Les antigènes qui circulent dans le sang et la présence de poches de virus dans les intestins ont été observés chez des patients atteints de Covid long. Avons-nous un début de réponse à propos de l’origine de cette maladie persistante et invalidante ?
Le Covid long est la conséquence à long terme d’une infection aiguë par le SARS-CoV-2. Maladie longue et invalidante, elle est difficile à diagnostiquer par les médecins du fait de la grande diversité des symptômes vécus par les patients. La communauté scientifique recherche des biomarqueurs qui pourraient permettre aux médecins d’identifier plus facilement les personnes atteintes de Covid long.
Des antigènes circulants, dans le sang des personnes atteintes de Covid long
L’étude, en pré-publication et menée sur un groupe de volontaires réduit (63 volontaires), dont certains diagnostiqués « Covid long », a détecté des bouts de la protéine S (la sous-unité 1), la protéine S en entier, des protéines N (la nucléocapside) dans le plasma des participants. Le suivi a duré 12 mois et pour 65 % des patients, l’un des trois antigènes a été identifié à n’importe quel moment du suivi ; la protéine S entière étant l’antigène le plus fréquent. Chez les patients qui ont la Covid-19 mais pas de séquelles, ces antigènes circulants sont absents. À eux seuls, ces résultats ne sont pas assez robustes pour dire que les antigènes circulants du coronavirus sont un marqueur fiable pour diagnostiquer l’ensemble de la population, ni que ces derniers ont une quelconque implication dans les symptômes du Covid long.

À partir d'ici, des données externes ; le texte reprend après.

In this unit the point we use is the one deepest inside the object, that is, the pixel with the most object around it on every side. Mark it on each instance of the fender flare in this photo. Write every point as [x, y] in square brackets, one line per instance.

Des recherches encore longues
Mais les indices s’accumulent. Ils sont tirés d’études indépendantes les unes des autres, souvent modestes, et vont dans le même sens : le coronavirus pourrait persister sous forme de réservoir actif dans plusieurs organes du corps humain. Une étude menée après le décès de 44 patients indique la présence de l’ARN du coronavirus dans les tissus respiratoires et cardiaques et dans les intestins jusqu’à 230 jours après le début des symptômes. Chez les enfants, la forme grave de Covid, appelé MISC ou PIMS, serait due en partie à une altération de la barrière intestinale par le virus. Dans ce cas, des poches de virus actif se forment aussi dans les intestins et libèrent des antigènes viraux dans la circulation sanguine. Le coronavirus semble aussi déséquilibrer la flore intestinale chez les personnes atteintes de Covid long.
Les intestins apparaissent comme un organe important dans l’étiologie du Covid long. Malgré ces observations concordantes, à ce jour aucune étude n’a démontré précisément la ou les origines du Covid long. Les réservoirs viraux dans le corps, les antigènes persistants, mais aussi l’inflammation sont trois facteurs considérés comme impliqués dans le Covid long, le lien de causalité entre leur présence, et les symptômes reste à démontrer.